Sanità, Greco (Casa Riformista – Italia Viva) presenta mozione: “Dopo oltre 15 anni di commissariamento lo Stato ora paghi il debito che ha creato”

Già portata avanti negli anni da Sindaco la battaglia di Filomena Greco approda oggi in Consiglio regionale: il consigliere regionale  di Casa Riformista – Italia Viva ha depositato una mozione che impegna il Presidente e la Giunta Regionale On. Roberto Occhiuto a chiedere al Governo Nazionale il riconoscimento della corresponsabilità dello Stato nella formazione del debito sanitario maturato durante il commissariamento della sanità calabrese, tuttora in essere dal 2010.
“Parliamo di oltre quindici anni di gestione sostitutiva. Il commissariamento per definizione è una misura temporanea, ma in Calabria è diventato strutturale: lo Stato ha deciso e i calabresi hanno pagato”.
Dal 2010 la sanità regionale è stata amministrata da commissari nominati dal Governo con poteri pieni su organizzazione, personale e spesa. In questo periodo si è consolidata una massa debitoria rilevante mentre cittadini e imprese hanno sostenuto per anni la pressione fiscale massima prevista dal piano di rientro sanitario attraverso le maggiorazioni dell’addizionale regionale IRPEF e dell’IRAP.
Il lungo regime di piano di rientro e commissariamento ha prodotto effetti diretti anche sull’organizzazione sanitaria regionale:,chiusura di 18 presidi ospedalieri con riduzione dei posti letto, blocco del turnover del personale, ritardi negli investimenti tecnologici e strutturali e conseguente incremento della mobilità sanitaria verso altre Regioni.
Queste condizioni hanno inciso sulla capacità del sistema di garantire pienamente i Livelli Essenziali di Assistenza, aumentando le diseguaglianze territoriali nell’accesso alle cure e i tempi di attesa per i cittadini calabresi.
La mozione impegna la Giunta ad aprire un confronto con la Presidenza del Consiglio, il Ministero dell’Economia e il Ministero della Salute per definire, tra le altre, una ripartizione del debito maturato durante la gestione commissariale.
“Non chiediamo risorse aggiuntive ma una corretta attribuzione delle responsabilità: se le scelte sono state statali, anche gli effetti finanziari devono esserlo.
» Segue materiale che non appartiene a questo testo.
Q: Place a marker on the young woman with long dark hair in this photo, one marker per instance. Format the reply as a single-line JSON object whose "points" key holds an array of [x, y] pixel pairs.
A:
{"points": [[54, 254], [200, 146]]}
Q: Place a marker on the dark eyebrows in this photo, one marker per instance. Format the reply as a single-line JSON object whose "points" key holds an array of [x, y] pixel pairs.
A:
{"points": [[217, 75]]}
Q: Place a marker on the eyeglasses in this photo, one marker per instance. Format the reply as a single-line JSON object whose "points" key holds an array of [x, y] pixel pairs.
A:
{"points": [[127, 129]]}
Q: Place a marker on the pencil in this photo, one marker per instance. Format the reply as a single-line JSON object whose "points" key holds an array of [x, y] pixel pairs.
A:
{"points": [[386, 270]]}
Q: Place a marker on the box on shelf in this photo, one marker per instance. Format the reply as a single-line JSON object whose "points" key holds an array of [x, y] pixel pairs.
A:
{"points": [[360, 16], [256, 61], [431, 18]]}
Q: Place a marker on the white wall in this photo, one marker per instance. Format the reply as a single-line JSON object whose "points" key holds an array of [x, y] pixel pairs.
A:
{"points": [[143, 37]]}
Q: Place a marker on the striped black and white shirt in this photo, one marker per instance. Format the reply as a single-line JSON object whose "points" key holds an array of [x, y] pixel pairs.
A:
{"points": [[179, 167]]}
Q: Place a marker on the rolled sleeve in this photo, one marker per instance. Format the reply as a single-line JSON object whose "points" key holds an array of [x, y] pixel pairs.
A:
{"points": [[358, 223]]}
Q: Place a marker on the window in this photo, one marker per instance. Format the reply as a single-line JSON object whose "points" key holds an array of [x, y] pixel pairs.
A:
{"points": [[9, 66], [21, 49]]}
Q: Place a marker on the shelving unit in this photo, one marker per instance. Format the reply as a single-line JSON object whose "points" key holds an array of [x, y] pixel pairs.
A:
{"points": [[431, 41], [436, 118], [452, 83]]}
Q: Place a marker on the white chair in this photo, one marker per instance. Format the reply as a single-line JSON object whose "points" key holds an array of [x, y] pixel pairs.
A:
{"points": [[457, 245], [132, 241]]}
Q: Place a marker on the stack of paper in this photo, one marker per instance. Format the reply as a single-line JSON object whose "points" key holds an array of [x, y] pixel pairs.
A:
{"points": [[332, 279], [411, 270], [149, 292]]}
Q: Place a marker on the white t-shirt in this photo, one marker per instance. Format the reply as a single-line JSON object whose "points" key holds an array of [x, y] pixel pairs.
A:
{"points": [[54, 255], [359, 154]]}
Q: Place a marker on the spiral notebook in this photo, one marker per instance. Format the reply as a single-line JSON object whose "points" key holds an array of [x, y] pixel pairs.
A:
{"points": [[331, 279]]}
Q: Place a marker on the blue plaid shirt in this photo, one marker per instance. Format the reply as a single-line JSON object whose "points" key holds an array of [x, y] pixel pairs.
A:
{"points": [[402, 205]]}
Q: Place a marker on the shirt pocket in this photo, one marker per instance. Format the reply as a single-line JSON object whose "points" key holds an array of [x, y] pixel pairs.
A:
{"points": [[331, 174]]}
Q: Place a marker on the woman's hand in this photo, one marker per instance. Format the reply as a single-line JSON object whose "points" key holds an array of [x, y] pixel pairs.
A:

Non può esistere uno Stato che sostituisce la Regione nei poteri e poi scompare davanti ai debiti. Prima di accelerare nuove autonomie – conclude Filomena Greco – bisognerebbe chiarire cosa succede quando per quindici anni decide lo Stato al posto della Regione, ma il conto resta ai cittadini.La nostra è una battaglia politica prima ancora che contabile: difendere l’autonomia regionale e ristabilire un rapporto equilibrato tra Stato e Regione. La Calabria non può essere commissariata nei poteri e autonoma nei debiti”.